Punk was an attitude and an aesthetic, a movement which provoked anti-establishment with exhibitionist flair. According to John Lydon (Johnny Rotten of the Sex Pistols), “Punk was like nothing anybody had seen before, like nothing. Punk was fearless. Utterly fearless.” With this fearlessness came its unabashed fashions, its intended chaos of cut-offs and chains which has been captured and appropriated by high-end designers into relics of couture. PUNK: Chaos to Couture, at the Costume Institute at the Metropolitan Museum of Art, nods to the birthplaces of punk before progressing through a series of four Do-it-yourself themes of punk fashion.
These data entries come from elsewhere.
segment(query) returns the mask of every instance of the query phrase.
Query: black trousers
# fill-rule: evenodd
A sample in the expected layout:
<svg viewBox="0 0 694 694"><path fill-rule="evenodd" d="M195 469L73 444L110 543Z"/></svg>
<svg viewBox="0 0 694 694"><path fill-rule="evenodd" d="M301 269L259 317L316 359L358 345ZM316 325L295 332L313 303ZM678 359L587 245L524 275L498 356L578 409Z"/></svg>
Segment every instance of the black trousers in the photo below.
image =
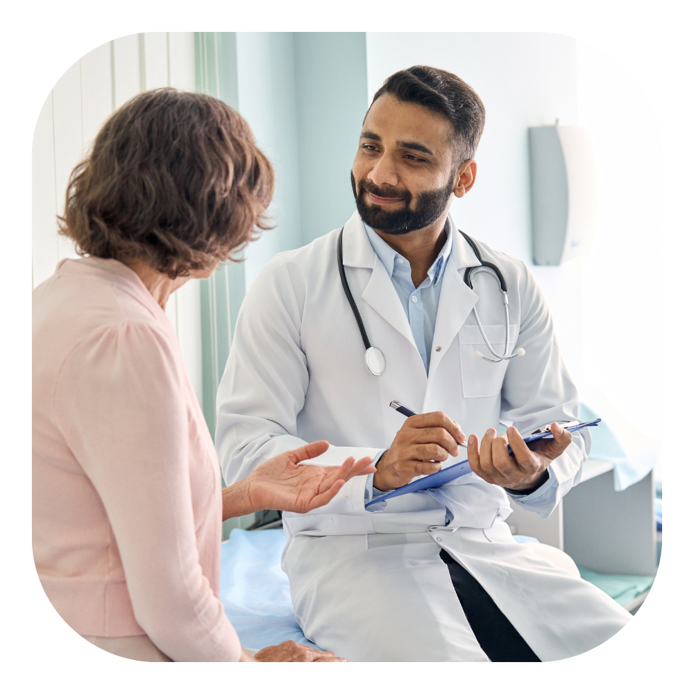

Punk originated concurrently in New York and London around 1974. The Met showcases the particular breeding grounds of the movement through dioramas of the filthy, graffitied bathroom of the Lower East Side New York club CBGB’s and Vivienne Westwood and Malcolm McLaren’s London boutique, Seditionaries. Within the black rubber lined walls of the first gallery and under a multi-sided television screening videos of slummy Sid Vicious by Nick Knight and Ruth Hogben, mannequins encircle a central platform wearing combinations of original 1970s punk garments from fashion designer Westwood and late Sex Pistols manager McLaren paired with a more recent couture twist on the item of clothing. The raw, hastily finished early designs are juxtaposed with the haute creations of Burberry, Balmain, Alexander McQueen, Rodarte, Junya Watanabe and Yohji Yamamoto.
The exhibition leads into an all-white hallway for “DIY: Hardware”, featuring black and white evening gowns displayed on high pedestals in Classical-style arches made of styrofoam. Designs by Gianni Versace, Christopher Kane, Riccardo Tisci, and Zandra Rhodes are strewn with brass metal rings, metal safety pins, gold studs, and literal balls and chains, whilst a fantastical tulle and lace Dolce & Gabbana gown is donned with a wide metal belt fastened with a padlock and key.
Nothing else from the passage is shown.